Desde que ha leído mis recientes alabanzas sobre el resveratrol, algunas tardes de primavera suele el incombustible Aloysius sentarse con sus amistades más íntimas alrededor de unas botellas de Pago de Carraovejas ® para depositar en sus carnes magras las ventajas de tan prometedor antioxidante. Tengo entendido que pagan a escote pericote el exquisito brebaje, para luego debatir en condición sobre cuestiones trascendentales referentes a la naturaleza humana. Las últimas novedades orbitan alrededor de un controvertido libro, todavía no traducido al español, firmado por el científico norteamericano Gregory Stock bajo el sugerente título de “Redesigning Humans – our Inevitable Genetic Future”. A propósito de este tratado, estoy firmemente convencido de que, a lo largo del presente siglo XXI, habitarán sobre el planeta Tierra dos especímenes diferentes de homo sapiens: el clásico, al que yo sigo perteneciendo de momento, y uno moderno y evolucionado, portador de increíbles innovaciones genéticas adquiridas en el laboratorio, y que le harán acreedor de enormes ventajas frente a las actuales enfermedades cardiovasculares, genéticas, oncológicas e infecciosas.
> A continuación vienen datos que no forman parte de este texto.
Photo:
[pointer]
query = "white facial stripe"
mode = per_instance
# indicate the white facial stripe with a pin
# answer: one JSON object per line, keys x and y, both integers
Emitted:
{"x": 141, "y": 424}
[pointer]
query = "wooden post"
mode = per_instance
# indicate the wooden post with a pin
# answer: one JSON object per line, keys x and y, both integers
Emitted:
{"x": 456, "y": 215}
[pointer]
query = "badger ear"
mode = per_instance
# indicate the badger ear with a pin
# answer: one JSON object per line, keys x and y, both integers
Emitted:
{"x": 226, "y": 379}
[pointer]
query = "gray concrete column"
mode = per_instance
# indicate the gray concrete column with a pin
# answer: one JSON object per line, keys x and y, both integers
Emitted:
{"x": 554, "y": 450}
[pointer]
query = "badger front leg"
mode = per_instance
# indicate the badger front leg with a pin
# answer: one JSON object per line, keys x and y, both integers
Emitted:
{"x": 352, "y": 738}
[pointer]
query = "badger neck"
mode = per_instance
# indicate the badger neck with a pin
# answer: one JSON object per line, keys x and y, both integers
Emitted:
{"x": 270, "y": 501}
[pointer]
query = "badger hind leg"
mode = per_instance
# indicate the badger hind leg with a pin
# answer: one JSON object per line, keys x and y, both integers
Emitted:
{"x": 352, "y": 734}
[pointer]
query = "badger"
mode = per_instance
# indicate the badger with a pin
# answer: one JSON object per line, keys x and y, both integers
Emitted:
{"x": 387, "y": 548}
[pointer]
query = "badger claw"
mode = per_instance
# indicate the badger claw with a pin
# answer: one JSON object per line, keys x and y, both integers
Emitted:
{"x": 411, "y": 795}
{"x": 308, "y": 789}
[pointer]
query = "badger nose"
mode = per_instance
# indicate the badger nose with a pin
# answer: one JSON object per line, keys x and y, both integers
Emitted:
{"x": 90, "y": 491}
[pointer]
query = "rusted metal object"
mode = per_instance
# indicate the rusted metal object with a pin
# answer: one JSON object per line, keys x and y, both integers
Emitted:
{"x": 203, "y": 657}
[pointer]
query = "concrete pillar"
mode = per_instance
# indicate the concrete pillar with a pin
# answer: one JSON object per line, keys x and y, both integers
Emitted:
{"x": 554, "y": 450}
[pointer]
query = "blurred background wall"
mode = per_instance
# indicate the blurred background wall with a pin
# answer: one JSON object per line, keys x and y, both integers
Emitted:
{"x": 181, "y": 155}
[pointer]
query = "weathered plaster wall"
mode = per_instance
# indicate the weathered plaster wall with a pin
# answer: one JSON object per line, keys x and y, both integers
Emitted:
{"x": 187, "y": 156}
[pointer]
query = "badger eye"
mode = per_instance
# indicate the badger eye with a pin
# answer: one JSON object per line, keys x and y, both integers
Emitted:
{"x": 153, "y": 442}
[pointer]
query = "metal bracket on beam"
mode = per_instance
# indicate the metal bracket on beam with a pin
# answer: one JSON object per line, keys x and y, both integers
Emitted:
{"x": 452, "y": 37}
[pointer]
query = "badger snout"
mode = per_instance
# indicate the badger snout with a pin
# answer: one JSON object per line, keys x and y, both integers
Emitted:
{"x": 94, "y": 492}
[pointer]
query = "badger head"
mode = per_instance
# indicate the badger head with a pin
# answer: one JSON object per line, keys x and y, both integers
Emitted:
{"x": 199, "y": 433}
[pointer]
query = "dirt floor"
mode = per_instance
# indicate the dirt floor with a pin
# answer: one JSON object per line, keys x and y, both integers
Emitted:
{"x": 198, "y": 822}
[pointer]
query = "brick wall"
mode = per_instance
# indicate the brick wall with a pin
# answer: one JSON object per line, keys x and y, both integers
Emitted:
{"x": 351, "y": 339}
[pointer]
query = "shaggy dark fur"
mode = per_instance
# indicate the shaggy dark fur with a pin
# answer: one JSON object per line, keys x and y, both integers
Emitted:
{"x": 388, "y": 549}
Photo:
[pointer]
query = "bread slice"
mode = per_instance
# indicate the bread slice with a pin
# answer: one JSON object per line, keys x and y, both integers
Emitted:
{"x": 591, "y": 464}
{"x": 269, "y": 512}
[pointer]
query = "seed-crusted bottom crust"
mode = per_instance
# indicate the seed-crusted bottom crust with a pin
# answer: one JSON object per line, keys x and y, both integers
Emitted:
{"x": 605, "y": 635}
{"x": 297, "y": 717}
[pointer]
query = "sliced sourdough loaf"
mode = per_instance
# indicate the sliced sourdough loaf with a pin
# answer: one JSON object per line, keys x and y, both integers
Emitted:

El otro atardecer, en una de esas veladas auspiciadas por mi ilustrado amigo, me quedé sobrecogido al escuchar un aria hermosísimo de la ópera “Rinaldo”, del inmortal Händel. Reconocí los acordes de “Lascia ch´io pianga” transportados por el espacio vespertino a lomos de la impresionante voz del contratenor francés Philippe Jaroussky. Y entonces evoqué una atrocidad realizada por el ser humano en nombre del arte y la belleza. Entre los siglos XVII y XVIII, solamente en Italia fueron castrados cada año unos 4000 niños antes de cumplir los 8 años, con la finalidad de preservar sus voces infantiles y obtener el éxito y la fama como cantantes de ópera o solistas corales al servicio de la Iglesia o de las monarquías europeas. Recibieron la denominación general de castrati, y eran los equivalentes entonces de nuestras actuales estrellas del rock.

El círculo se cierra. El ser humano nunca ha sido conformista. Bien sea por obra y arte de técnicas cruentas como la castración física, o bien por procedimientos que hoy en día parecerían encajar más dentro del ámbito de la ciencia ficción, la modificación de nuestra propia naturaleza podría estar tanto al servicio de objetivos puramente espirituales como al de las más terribles abyecciones. Por ahí se conservan aún las ruinas de ciertos campos de concentración. Menos mal que, de vez en cuando, diminutos seres vivos que comparten con nosotros estos pagos planetarios, como el virus de la gripe, nos recuerdan que habremos de ser sublimes pero humildes, pues todavía es frágil nuestra vida y demasiado fácil nuestra mortalidad.